The housemade assumed her air of hauteur. “What name shall I say?”
William eyed her suspiciously. “It’s William Brown, if you don’t know,” he said, “an’ I bet you do.”
“I’d be deaf and blind in this here village if I didn’t,” agreed the housemaid.
- Number: 30.4
- Published: 1954
- Book: William and the Space Animal
- Synopsis: William helps buy the village a tennis court.
Robert is “bats on” Roxana Lytton, and Roxana and her family are desirous of buying a patch of wasteland from the Botts to turn into a tennis court.
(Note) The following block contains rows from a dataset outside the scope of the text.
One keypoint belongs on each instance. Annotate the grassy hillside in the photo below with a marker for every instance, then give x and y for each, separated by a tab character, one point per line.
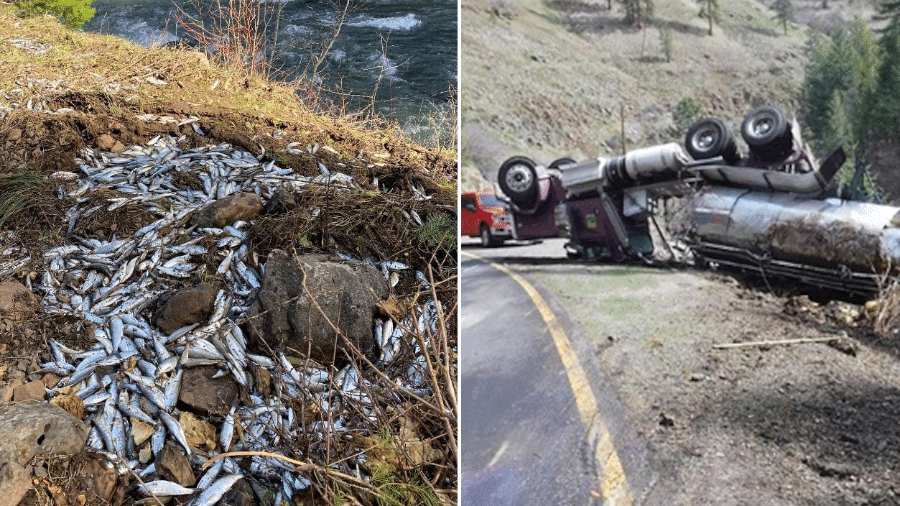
563	77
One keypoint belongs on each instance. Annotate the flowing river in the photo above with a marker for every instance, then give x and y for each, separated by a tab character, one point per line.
406	50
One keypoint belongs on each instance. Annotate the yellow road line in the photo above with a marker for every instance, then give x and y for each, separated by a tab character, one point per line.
614	486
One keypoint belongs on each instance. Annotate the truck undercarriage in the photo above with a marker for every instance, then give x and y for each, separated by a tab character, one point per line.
768	212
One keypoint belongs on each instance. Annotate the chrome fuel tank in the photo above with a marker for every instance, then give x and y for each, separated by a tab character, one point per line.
832	232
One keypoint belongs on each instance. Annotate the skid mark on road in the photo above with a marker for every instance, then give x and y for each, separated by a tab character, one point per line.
613	487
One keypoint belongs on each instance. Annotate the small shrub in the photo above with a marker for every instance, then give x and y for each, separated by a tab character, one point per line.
686	113
665	40
72	13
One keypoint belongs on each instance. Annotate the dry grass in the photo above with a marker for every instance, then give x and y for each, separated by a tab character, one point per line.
107	83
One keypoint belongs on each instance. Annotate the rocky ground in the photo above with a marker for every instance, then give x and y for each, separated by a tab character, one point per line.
582	83
65	92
Mrs Bott, being Mrs Bott, won’t hear of it, so Roxana turns her desperate eyes to Robert for help and Robert is powerless to resist (especially because she’s also turned her desperate eyes to Osbert Sanderstead and Robert is very keen to save the day before Osbert does).
Mrs Bott is partly in such a tetchy mood because she feels left out of the local gentry; they are all taken with a sudden craze for flower-arranging and budgies that speak, and she can’t do one and hasn’t got the other.
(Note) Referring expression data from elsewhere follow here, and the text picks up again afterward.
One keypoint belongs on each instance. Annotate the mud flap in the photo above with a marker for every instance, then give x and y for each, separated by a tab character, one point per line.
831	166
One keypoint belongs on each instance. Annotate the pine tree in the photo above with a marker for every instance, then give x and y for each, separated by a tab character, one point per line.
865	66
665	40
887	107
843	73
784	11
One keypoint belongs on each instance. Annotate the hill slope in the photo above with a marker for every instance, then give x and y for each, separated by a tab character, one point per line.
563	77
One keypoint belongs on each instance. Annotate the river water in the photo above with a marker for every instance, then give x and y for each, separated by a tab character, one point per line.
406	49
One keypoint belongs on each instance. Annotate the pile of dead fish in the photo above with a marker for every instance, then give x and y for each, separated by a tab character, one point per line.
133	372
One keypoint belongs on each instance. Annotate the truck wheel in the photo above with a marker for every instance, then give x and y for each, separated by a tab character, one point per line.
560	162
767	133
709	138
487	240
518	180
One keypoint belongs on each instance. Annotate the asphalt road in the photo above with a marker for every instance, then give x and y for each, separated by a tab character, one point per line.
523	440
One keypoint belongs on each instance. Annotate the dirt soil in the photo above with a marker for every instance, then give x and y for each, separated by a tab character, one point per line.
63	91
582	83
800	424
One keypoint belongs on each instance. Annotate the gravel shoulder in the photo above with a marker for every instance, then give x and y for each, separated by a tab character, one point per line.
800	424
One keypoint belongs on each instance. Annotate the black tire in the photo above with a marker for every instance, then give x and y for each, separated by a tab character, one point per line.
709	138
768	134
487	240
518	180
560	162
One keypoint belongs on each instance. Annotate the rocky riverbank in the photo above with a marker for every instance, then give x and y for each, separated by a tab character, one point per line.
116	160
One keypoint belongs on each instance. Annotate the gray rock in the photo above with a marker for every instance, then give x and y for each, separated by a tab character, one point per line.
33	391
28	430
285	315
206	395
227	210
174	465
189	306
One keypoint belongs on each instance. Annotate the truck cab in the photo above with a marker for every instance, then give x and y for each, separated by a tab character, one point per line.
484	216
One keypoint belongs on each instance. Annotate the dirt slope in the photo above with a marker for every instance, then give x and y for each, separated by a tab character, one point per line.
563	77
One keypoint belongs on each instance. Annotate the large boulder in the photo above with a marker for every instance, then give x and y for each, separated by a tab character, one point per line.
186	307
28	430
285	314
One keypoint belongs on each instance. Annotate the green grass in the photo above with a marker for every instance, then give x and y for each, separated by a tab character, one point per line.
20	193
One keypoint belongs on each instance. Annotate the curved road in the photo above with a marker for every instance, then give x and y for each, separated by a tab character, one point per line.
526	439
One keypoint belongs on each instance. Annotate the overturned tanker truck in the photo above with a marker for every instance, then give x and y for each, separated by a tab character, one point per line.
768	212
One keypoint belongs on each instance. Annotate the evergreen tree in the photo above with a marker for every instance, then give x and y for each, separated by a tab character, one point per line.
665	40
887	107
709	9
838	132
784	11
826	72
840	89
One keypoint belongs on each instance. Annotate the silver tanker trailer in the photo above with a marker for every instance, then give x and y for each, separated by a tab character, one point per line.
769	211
William had paid the toy shop another visit and made the shopman a sporting offer to weed his garden, polish his car, clean his windows and wash down his front doorstep in exchange for the aeroplane – only to be summarily ejected from the shop before he had had time to add the further offer, which had just occurred to him, of cleaning his chimneys.
She so breaks Robert’s spirit that he absent-mindedly gives William an extraordinary amount of money, and William is so struck with gratitude that he feels he must repay his brother in kind.
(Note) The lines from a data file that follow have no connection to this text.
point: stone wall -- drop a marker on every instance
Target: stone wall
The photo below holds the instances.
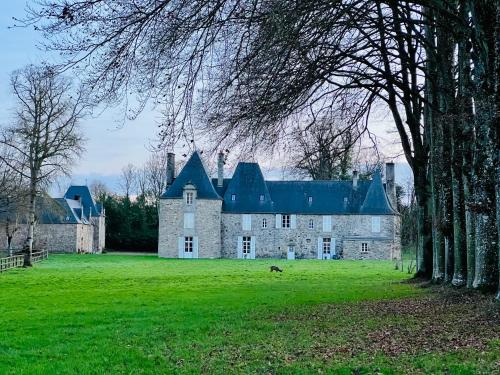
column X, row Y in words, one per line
column 56, row 238
column 207, row 226
column 99, row 240
column 272, row 242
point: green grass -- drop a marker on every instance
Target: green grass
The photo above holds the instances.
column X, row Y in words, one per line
column 114, row 314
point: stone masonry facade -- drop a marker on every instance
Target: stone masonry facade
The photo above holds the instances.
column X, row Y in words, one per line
column 204, row 218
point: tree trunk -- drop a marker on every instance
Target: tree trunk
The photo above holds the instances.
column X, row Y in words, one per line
column 486, row 269
column 424, row 238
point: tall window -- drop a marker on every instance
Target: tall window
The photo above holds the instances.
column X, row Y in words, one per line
column 247, row 240
column 285, row 221
column 188, row 220
column 327, row 245
column 311, row 224
column 364, row 247
column 375, row 224
column 188, row 244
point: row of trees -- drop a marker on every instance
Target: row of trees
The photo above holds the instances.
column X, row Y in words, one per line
column 132, row 215
column 246, row 69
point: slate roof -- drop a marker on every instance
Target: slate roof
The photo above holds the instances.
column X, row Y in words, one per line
column 253, row 194
column 87, row 201
column 194, row 173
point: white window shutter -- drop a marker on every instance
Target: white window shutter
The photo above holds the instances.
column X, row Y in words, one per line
column 188, row 220
column 246, row 221
column 278, row 220
column 327, row 223
column 181, row 247
column 195, row 247
column 252, row 248
column 240, row 247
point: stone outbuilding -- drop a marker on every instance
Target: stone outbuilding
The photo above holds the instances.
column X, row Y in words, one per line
column 249, row 217
column 74, row 223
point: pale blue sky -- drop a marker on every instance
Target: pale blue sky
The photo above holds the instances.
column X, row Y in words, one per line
column 111, row 146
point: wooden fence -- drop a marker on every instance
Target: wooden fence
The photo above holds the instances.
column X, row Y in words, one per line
column 18, row 260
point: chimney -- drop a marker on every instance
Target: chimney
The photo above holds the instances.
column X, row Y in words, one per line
column 390, row 184
column 170, row 168
column 220, row 169
column 355, row 179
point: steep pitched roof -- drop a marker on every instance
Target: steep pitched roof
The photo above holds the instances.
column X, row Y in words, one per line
column 88, row 202
column 327, row 197
column 295, row 197
column 376, row 201
column 249, row 189
column 194, row 173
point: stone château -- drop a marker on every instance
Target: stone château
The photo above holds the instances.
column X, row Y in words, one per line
column 249, row 217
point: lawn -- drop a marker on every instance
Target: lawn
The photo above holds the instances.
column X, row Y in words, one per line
column 110, row 314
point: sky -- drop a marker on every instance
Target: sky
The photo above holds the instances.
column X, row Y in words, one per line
column 111, row 144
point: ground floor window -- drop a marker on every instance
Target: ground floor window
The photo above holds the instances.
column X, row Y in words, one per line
column 364, row 247
column 327, row 245
column 188, row 244
column 247, row 241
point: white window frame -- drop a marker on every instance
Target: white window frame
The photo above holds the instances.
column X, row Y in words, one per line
column 286, row 221
column 327, row 223
column 247, row 246
column 188, row 220
column 327, row 245
column 311, row 224
column 364, row 247
column 246, row 222
column 188, row 244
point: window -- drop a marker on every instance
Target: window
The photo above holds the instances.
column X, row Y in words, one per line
column 247, row 241
column 188, row 220
column 327, row 223
column 364, row 247
column 188, row 244
column 285, row 221
column 247, row 222
column 327, row 245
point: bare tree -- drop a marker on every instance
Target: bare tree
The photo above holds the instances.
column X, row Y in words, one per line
column 128, row 179
column 44, row 140
column 99, row 190
column 323, row 150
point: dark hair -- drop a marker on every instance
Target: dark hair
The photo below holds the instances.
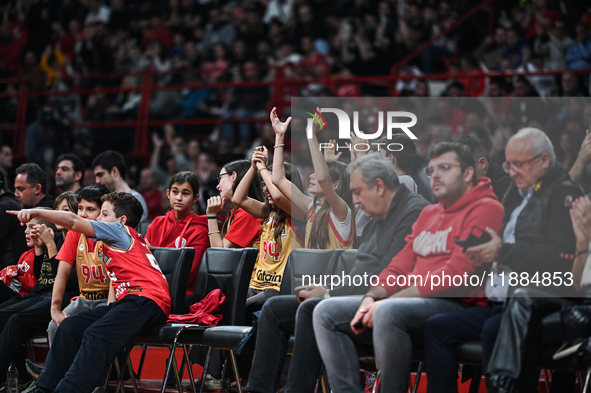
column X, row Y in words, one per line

But the natural chaos he causes on his way out of The Hall somehow results in a wonderfully ‘natural-looking’ arrangement of flowers, and a budgie that appears to do a cat impression…
Although very strongly in the vein of previous stories in which William accidentally helps Mrs Bott out of social jams and is richly rewarded (William Goes Fruit-Picking, 25.12, et al), this is quite a fun one.